Purwokerto, 19 Juni 2025 — Isu krisis iklim dan keberlanjutan ekonomi menjadi perhatian utama dalam Seminar Nasional Strategi Keuangan Hijau Nasional: Menuju Ekonomi Syariah yang Berkelanjutan yang digelar di Hall Perpustakaan UIN Saizu Purwokerto. Acara ini terselenggara berkat kolaborasi antara Ikatan Ahli Ekonomi Islam (IAEI), Bank Indonesia, dan UIN Saizu Purwokerto.
Sejumlah pakar dan praktisi dari berbagai lembaga hadir menyampaikan strategi sinergis dalam mewujudkan ekonomi yang tidak hanya ramah lingkungan tetapi juga berbasis nilai-nilai syariah. Seminar ini menjadi ajang strategis untuk menyatukan pandangan, merumuskan solusi, dan memperkuat peran ekonomi Islam dalam transformasi hijau Indonesia.
Dalam pemaparan pertama, Alnopri Hadi dari Bank Indonesia Purwokerto menegaskan peran sentral Bank Indonesia dalam mendorong kebijakan keuangan berkelanjutan. Ia membeberkan kerugian global akibat cuaca ekstrem yang mencapai US$1,5 triliun dalam dua dekade terakhir sebagai peringatan serius bagi Indonesia. Langkah strategis seperti insentif pembiayaan hijau, kebijakan makroprudensial hijau dan inklusif, serta Transition Plan menjadi bagian dari komitmen BI dalam mengawal transisi ekonomi menuju masa depan yang lebih hijau.
Wakil Dekan I FEBI UIN Saizu, Dr. Akhmad Faozan, Lc., M.Ag., membahas posisi teologis Islam dalam isu lingkungan. Berdasarkan QS. Al-A’raf: 56 dan QS. Ar-Rum: 41, ia menegaskan bahwa pelestarian alam adalah perintah agama. Faozan menyebut berbagai instrumen syariah seperti green sukuk, wakaf produktif, dan pembiayaan mikro hijau sebagai solusi konkret penerapan prinsip ekonomi hijau dalam kehidupan nyata.
Hendro Wibowo, Ph.D., CFP, dari DPP IAEI menyampaikan pentingnya keterkaitan keuangan hijau dengan Tujuan Pembangunan Berkelanjutan (SDGs). Ia menekankan perlunya proyek infrastruktur hijau yang sesuai prinsip syariah, termasuk melalui skema Kerja Sama Pemerintah dan Badan Usaha (KPBU). “Ini bukan hanya idealisme, tapi keniscayaan masa depan,” tegasnya.

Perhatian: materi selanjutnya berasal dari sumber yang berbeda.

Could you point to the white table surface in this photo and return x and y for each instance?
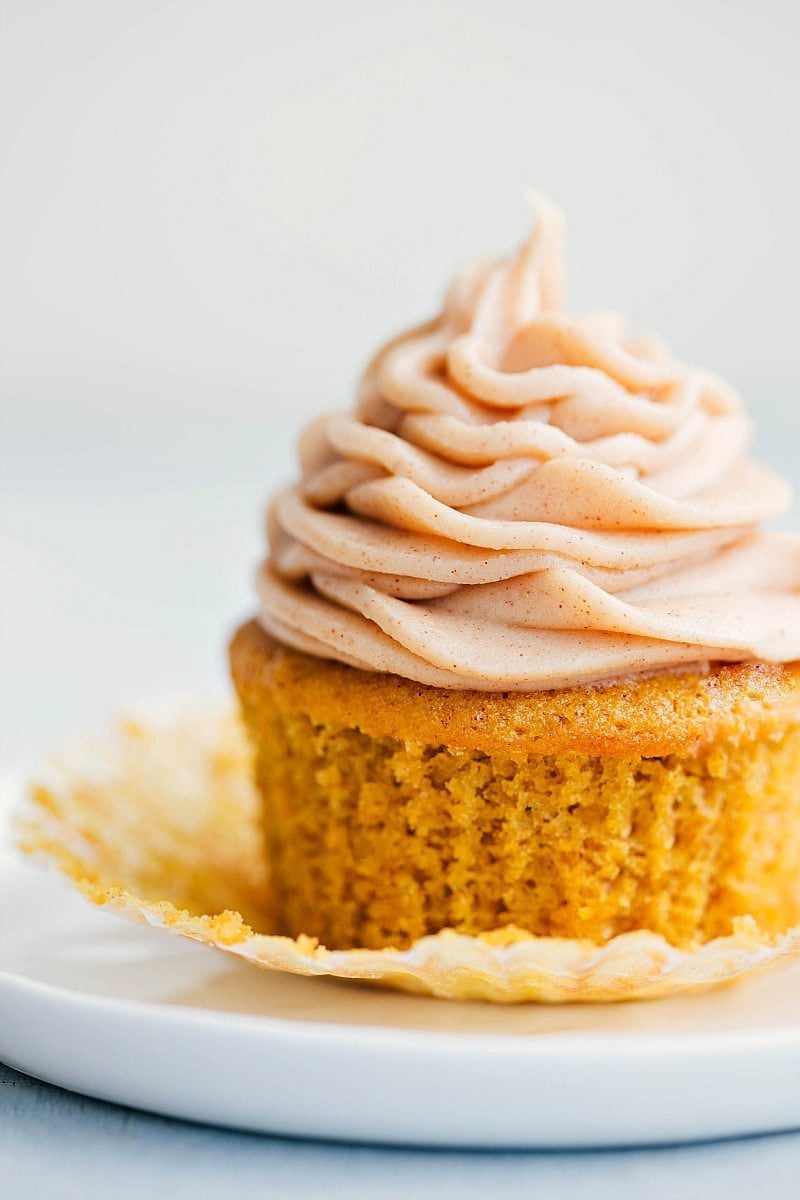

Prof. Dr. Naelati Tubastuvi, Ketua DPW IAEI Jawa Tengah, menutup sesi dengan membahas peran strategis keuangan mikro syariah dalam mengatasi krisis lingkungan dan ketimpangan sosial. Ia menyoroti potensi besar dari produk seperti qardhul hasan, musyarakah, zakat produktif, dan wakaf hijau. Namun, menurutnya, sinergi lintas sektor dan inovasi produk hijau adalah kunci keberhasilan.
Moderator acara, Dr. Apik Anitasari Intan Saputri, S.H., M.H., merangkum diskusi dengan menekankan bahwa transformasi menuju ekonomi hijau berkeadilan membutuhkan kerja kolektif dari regulator, akademisi, pelaku industri, hingga masyarakat akar rumput. Ekonomi syariah dipandang mampu menjadi agen perubahan etis yang membawa dampak transformatif bagi masa depan.